Reports of malfeasance are not common, but family members are caught short when facing poor access to doctors or dealing with intractable bureaucracies. Caregivers have to learn to navigate multiple systems like knowing the difference between being under observation or being admitted to the hospital. With observation, you pay the full price of the stay, even if a person is put in a hospital room and you don’t find that out until the bill comes. Being admitted will cover the stay but hospitals try to avoid it. These rules can be costly to families.
Determining the cause of an illness or discomfort can be difficult to assess in a person with dementia. A urinary track infection can escalate agitation. Even a person who does not have dementia may become agitated; in both instances they may be viewed as “difficult” rather than having an infection.
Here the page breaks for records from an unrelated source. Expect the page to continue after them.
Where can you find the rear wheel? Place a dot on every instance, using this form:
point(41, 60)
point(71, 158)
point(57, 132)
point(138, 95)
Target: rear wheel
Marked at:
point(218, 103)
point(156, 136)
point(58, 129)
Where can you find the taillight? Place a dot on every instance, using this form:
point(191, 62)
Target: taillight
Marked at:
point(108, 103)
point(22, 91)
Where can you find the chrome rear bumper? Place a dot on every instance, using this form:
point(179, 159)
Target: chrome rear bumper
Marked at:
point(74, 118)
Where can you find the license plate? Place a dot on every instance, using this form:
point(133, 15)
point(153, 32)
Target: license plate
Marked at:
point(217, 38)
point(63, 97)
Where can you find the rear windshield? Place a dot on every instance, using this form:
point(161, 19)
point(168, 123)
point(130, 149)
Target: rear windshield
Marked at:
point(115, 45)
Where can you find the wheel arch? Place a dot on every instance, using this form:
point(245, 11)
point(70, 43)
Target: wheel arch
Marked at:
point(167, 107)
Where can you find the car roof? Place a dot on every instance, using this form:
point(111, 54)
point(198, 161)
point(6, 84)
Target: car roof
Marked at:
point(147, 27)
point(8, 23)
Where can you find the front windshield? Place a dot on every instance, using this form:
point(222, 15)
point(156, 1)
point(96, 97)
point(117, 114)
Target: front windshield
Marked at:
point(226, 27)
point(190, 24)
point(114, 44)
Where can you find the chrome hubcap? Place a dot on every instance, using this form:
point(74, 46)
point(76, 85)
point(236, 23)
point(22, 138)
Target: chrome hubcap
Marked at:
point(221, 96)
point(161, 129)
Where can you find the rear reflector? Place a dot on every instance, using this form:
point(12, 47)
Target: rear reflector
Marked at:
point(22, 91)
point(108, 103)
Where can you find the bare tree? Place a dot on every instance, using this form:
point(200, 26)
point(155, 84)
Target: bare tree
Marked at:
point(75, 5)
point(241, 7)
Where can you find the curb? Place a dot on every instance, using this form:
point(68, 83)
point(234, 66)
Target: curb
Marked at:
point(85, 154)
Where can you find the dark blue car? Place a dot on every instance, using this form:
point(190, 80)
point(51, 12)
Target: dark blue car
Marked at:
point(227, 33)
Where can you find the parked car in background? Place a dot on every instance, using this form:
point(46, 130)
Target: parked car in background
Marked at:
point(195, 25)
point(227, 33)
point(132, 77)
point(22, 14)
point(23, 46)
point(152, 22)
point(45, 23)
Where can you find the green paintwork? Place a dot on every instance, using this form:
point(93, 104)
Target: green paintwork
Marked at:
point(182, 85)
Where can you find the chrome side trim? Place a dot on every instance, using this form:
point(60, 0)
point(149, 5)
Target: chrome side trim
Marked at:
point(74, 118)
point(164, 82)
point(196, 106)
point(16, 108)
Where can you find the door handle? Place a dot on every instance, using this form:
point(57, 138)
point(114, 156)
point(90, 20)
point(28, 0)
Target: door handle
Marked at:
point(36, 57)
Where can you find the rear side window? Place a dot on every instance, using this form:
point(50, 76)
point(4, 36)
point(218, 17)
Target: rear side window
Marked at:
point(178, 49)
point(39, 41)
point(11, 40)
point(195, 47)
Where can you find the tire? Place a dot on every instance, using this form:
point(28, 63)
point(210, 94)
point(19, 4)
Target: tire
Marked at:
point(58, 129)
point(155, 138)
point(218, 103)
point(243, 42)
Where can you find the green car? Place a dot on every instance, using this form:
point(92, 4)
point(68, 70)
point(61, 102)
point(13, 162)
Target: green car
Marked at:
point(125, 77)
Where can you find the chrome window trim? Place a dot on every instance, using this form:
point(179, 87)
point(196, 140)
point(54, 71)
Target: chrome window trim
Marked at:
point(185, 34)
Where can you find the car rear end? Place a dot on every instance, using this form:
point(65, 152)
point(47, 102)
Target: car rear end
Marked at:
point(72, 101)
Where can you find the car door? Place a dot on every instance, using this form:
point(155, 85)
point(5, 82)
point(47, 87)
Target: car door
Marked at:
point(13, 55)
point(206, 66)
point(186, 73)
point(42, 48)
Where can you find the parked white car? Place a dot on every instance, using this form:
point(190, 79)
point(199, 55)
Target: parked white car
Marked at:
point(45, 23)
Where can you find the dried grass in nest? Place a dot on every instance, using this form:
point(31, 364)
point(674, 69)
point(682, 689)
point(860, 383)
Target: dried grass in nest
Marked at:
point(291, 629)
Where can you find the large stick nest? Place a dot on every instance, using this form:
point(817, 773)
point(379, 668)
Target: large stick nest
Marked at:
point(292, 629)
One member whose husband has Parkinson’s said she learned a long time ago that when her husband is admitted to the hospital she simply tells the staff, “these are his medications, and this is when he has to take them.” Then the nurses comply. While there may be reasons to take some people off all medications, Parkinson’s disease is one that requires a steady schedule of drugs or patients suffer greatly. They are a life-line.
So, what about these holidays? After an hour of hard listening and sharing some group member said they were appreciative of the information shared, hoping it would not happen to them. Others hoped for less in-fighting with relatives who show up with pronouncements but no offers of help; all longed for more opportunities for opportunities to regroup, refresh.
No trips or grand parties – not even peace on earth. In that moment, they wished for peace within and had I the power, it would be readily granted.